Can you think of a way of getting more information from the part of the client code where it prints "RMI_first_demo Naming lookup fails!." (hint: it's in a "catch (Exception e)" block)

Can you think of a reason why the lookup would fail in the client?

Hint: read the Java docs for java.rmi.Naming lookup method : http://java.sun.com/javase/6/docs/api/java/rmi/Naming.html#lookup(java.lang.String)
 
Thanks. I'll take a look and see if I can figure it out. He's not looking for us to debug the code on our own. He was just giving us a demo of what the code could do. When I asked him why it didn't work he said I might have to include a port number with localhost, but he wasn't sure (not very helpful).

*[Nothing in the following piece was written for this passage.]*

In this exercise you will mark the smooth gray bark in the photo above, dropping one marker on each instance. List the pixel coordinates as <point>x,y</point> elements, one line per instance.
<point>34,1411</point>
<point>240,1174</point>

I didn't think that was right though, so I've just been googling, trying to figure out what's going on because he didn't really give us an explanation of RMI, he just gave us this code. Any help would be great.
 
Ok, it's a good exercise for you to debug this. No you don't need to specify a port with localhost.

Try to find out what the Exception is. Do you know how to print the exception stack trace?

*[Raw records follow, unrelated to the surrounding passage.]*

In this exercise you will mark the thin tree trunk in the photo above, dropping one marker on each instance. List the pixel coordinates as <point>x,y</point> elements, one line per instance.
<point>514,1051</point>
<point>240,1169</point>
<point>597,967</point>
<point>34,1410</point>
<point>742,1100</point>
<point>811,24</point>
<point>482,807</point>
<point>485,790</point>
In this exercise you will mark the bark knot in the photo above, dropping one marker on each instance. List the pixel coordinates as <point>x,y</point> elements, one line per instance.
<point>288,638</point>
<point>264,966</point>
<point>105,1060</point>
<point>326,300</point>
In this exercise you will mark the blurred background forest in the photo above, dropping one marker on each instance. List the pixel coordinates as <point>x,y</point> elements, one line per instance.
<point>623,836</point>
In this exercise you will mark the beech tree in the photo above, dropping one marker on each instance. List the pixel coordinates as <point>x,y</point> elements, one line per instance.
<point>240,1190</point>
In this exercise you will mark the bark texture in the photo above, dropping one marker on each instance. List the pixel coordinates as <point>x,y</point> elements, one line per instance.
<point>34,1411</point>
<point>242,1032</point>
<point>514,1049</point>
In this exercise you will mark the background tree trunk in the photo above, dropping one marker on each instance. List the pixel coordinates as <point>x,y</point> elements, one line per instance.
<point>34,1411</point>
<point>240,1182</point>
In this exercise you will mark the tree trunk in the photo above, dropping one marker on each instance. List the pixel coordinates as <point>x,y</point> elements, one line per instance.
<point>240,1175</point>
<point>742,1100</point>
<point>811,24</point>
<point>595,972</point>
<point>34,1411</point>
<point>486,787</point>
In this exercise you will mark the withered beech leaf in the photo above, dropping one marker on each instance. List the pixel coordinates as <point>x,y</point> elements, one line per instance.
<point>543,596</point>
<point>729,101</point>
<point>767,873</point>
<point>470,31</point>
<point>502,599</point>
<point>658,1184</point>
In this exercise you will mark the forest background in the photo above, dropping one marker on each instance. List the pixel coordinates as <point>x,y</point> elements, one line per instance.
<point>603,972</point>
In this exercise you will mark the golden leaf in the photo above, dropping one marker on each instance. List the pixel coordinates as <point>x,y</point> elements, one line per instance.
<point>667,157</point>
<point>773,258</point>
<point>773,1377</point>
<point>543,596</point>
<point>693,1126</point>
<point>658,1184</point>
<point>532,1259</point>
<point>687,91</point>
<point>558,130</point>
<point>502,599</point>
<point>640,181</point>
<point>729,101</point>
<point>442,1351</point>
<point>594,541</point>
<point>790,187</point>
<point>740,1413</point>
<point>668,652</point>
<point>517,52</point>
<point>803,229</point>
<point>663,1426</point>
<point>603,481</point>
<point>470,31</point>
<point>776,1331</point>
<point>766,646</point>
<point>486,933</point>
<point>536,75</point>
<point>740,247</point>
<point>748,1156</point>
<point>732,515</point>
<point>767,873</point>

Then look up the Javadocs to see why lookup would throw that particular exception.

Then relate what the server is using to bind to the rmiregistry to what the client is using to look up the server.
 
I've thought about this a bit more and I think you need a refresher on RMI. Think about what RMI means ... it's "Remote Method Invocation". In other words, you have a client that's attempting to call a method that's provided by another process. So how does the client know what to call?

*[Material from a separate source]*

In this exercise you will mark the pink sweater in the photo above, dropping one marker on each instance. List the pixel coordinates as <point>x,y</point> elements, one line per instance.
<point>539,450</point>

That's where the rmiregistry comes in. The server (remote) process registers itself with rmiregistry using a name. Clients that want to do RMI need to get an underlying reference to the remote process, but the only place it can get this from is rmiregistry, so they need to query rmiregistry using the same name that the server registered itself with. This is where the call to java.rmi.Naming.lookup comes in.

Now look in your professor's code and try to find where this process is failing.

One way to avoid this in production code would be to define the remote process's name as a constant in the interface, ie :
Code:
public interface RMI_first_demo_Interface extends java.rmi.Remote {
    static public final String SERVICE_NAME = "....";

    public void greeting(String message) throws RemoteException;
        
}
 
Thanks so much for your reply. I found the error. It's pretty silly looking at it now, but at least it's up and running. I really appreciate it.

By the way, I laughed a little when you said I need an RMI refresher, cause that implies that my professor actually taught us something...this was literally all he gave us.